By currently holding a Silver Award, we have showcased the following:
- Demonstrated particular challenges and plan activities for the future.
- Taken action in response to previously identified challenges (within or without the Athena SWAN process) and can demonstrate the impact of implemented actions.
- Achieved a significant record of activity in promoting gender equality and in addressing challenges across the faculty.
- Athena SWAN charter principles are well embedded within the faculty and strong leadership in promoting the charter.
"I lead the Athena Swan award in the Faculty of Health and Life Sciences at Oxford Brookes University (SAT chair) where we currently hold a silver award. We lead on initiatives related to supporting professional service staff careers, caring and the menopause. Our work to develop initiatives to better support those experiencing menopause are outlined in this blog."

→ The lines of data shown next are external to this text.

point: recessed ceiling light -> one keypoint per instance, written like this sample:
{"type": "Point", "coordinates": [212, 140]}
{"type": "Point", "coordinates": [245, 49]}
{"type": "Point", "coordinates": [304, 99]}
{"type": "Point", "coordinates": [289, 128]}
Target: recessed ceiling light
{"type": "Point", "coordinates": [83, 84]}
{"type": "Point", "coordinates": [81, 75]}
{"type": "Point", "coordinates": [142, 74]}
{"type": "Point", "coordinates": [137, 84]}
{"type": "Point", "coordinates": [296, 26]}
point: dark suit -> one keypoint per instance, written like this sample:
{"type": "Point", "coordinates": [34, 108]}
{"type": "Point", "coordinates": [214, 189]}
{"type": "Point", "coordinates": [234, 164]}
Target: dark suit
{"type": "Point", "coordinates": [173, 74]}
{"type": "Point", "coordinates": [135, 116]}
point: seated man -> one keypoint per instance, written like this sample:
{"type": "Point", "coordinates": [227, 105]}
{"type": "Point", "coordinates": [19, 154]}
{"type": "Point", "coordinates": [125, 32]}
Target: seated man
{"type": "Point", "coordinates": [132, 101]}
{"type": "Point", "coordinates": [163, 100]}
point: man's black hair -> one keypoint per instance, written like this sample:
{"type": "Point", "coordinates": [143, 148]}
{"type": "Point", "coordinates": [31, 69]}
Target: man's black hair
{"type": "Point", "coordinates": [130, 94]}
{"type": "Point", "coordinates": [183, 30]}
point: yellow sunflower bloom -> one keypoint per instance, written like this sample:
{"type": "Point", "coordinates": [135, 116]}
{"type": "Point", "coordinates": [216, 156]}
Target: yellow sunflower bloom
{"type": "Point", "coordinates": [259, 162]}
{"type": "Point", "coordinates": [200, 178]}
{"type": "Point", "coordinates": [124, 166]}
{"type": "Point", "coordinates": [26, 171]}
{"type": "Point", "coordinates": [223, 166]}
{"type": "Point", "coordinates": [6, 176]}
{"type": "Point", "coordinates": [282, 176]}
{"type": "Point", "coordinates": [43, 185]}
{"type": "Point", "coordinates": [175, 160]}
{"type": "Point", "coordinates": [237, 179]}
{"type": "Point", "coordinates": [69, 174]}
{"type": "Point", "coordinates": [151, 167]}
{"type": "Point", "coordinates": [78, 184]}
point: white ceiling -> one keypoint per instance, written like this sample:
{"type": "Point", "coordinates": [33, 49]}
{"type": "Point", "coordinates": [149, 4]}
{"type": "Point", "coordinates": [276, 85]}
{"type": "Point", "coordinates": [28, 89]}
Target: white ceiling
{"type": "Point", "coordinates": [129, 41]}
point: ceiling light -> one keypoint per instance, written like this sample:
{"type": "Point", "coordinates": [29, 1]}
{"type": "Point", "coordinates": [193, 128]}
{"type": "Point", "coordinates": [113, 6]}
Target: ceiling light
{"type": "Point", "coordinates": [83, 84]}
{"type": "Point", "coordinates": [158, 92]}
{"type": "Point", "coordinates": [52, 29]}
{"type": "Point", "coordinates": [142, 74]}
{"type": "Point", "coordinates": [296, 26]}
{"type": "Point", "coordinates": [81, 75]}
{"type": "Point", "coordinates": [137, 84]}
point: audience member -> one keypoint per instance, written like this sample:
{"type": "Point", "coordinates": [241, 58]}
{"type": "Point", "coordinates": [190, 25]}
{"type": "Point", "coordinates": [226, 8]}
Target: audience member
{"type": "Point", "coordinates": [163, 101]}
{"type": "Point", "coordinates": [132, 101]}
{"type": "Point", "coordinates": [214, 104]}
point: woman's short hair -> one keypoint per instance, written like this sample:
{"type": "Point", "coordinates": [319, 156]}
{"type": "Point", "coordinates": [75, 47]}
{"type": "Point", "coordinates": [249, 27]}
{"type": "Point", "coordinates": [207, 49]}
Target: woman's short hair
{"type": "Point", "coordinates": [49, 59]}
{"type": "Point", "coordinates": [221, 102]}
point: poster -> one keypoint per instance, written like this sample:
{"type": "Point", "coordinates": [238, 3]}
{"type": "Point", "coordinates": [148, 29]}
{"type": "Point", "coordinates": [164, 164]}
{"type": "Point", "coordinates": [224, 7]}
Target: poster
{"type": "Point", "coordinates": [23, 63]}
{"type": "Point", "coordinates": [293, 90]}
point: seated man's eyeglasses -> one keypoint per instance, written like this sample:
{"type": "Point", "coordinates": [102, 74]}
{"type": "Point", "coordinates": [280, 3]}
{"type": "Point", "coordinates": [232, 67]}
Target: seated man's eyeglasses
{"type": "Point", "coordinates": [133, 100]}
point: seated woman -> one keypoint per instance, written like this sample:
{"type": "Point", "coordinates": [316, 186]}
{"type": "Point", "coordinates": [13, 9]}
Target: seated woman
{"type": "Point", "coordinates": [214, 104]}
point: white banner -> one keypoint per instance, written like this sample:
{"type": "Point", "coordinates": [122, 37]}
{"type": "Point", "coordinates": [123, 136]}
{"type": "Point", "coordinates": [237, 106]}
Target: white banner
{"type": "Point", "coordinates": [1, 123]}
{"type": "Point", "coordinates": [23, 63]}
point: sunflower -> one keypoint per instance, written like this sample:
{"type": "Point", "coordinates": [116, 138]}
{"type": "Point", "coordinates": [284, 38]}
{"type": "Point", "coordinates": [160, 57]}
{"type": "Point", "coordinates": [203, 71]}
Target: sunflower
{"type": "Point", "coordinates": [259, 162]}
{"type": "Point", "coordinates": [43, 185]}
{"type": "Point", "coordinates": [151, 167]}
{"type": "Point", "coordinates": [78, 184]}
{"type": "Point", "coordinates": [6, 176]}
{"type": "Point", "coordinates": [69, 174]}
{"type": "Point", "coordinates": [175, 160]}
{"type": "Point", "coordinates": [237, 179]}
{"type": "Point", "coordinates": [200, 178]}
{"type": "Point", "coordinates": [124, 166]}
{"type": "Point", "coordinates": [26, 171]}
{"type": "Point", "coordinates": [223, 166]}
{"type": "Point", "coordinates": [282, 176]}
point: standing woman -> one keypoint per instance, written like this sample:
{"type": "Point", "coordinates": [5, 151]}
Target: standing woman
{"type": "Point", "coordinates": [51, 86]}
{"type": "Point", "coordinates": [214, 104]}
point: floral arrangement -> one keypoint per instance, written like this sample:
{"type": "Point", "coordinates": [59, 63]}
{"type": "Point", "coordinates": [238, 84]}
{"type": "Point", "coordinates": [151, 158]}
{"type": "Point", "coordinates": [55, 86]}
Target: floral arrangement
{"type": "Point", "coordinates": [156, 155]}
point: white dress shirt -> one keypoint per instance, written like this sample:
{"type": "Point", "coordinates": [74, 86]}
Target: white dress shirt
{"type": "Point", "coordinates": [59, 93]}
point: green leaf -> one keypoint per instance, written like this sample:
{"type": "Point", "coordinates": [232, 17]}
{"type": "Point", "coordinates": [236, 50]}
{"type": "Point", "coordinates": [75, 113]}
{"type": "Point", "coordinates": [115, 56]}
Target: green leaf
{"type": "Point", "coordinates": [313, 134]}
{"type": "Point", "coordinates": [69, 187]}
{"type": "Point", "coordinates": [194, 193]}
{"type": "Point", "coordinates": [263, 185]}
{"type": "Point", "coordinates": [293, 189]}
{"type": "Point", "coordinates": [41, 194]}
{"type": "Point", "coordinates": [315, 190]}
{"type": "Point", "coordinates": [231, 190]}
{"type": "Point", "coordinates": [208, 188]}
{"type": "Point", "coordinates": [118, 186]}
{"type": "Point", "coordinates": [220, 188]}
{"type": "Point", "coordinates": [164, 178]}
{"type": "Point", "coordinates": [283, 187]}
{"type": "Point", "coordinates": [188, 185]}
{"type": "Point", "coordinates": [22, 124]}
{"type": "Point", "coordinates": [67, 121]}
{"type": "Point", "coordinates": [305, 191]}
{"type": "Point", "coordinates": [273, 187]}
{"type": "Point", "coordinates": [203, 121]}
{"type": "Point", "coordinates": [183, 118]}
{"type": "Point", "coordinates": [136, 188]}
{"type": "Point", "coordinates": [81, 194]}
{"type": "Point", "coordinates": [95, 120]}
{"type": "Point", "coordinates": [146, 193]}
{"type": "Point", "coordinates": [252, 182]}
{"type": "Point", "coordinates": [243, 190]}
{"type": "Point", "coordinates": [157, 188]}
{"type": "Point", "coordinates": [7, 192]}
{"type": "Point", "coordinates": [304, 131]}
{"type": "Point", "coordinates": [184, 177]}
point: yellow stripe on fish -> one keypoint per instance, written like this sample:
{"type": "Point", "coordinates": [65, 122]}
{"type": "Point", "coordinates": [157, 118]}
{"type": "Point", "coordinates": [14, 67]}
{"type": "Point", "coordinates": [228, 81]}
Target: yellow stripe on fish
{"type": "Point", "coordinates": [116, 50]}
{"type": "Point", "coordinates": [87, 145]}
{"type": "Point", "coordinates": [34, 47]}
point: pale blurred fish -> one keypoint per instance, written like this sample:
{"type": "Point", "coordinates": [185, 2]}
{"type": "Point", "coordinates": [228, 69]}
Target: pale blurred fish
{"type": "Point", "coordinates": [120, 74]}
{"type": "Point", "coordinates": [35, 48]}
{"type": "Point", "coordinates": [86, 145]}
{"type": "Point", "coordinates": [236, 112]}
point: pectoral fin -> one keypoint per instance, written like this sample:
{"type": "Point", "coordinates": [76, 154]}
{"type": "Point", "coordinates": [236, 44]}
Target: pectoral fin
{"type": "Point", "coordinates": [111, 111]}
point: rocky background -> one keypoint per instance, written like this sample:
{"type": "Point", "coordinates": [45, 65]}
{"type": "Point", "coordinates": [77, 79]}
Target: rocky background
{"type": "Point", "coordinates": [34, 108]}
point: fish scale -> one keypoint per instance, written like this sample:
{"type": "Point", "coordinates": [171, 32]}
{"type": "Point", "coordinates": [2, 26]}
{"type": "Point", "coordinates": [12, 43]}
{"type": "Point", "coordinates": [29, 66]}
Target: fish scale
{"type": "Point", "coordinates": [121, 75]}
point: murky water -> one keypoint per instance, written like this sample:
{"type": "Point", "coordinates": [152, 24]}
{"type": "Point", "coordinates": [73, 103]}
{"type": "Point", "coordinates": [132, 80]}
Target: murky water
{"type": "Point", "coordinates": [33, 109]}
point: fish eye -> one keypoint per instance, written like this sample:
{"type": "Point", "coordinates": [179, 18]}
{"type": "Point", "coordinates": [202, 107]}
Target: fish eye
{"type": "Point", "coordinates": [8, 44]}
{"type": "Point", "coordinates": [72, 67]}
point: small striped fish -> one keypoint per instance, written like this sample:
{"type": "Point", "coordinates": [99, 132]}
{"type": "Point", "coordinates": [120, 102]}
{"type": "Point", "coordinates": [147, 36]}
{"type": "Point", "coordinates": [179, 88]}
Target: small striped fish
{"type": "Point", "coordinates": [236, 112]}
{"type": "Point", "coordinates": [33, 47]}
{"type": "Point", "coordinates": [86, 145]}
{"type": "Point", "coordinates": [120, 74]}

"Our work developed on caring during the pandemic has been recently highlighted at the Society for Research into Higher Education ‘Who Cares? Opportunities and Challenges Posed by Agile Working Practises for Carers in Transformative Times’. In addition to this, we are currently engaged in a British Council Project on advancing gender equality in STEM through a partnership with Brazilian universities."
"As a registered Social Worker of 25 years, I take an intersectional approach to gender equality, my work on anti racism and through being a winner of the Innovation Award at the University Alliance Awards 2022, and of the 'Most innovative approach to widening participation in the curriculum award' for the work Decolonising the Social Work Curriculum in the HE Innovate awards (3rd place)"
"I took part in Aurora – Developing women leaders in higher education back in 2019. This was a fantastic programme which enabled women from across the UK to meet and learn from each other in a safe space. I continue to connect with all the women I met in my action learning set, all of us have progressed in our careers within HE."
"Personally, Aurora (through the support of Athena Swan) has enabled me to understand that we all face the similar challenges as women, but through peer support, networking and particularly strong female mentoring that we can navigate barriers to professional growth. The programme gave me the confidence to consider further study, and since then I have started an MBA (Senior Leadership Apprenticeship)"
"Athena Swan in the Faculty of Health and Life Sciences has highlighted the variations that exist concerning gender equality and diversity in different parts of the organisation. Many of our programmes have significant gender imbalances. Athena Swan has prompted us to examine this and see what we can do to resolve the situation."
"One project we are undertaking is a collaboration across the fields of nursing, midwifery, social work, occupational therapy, and psychology to better support students who are part of a gender minority that is a feature of both their university experience and their professional working lives. In partnership with local NHS Trusts we are hoping to develop a multi-level mentoring/buddying scheme for students to gain support and guidance as they navigate the explicit and implicit consequences of being part of a gender minority."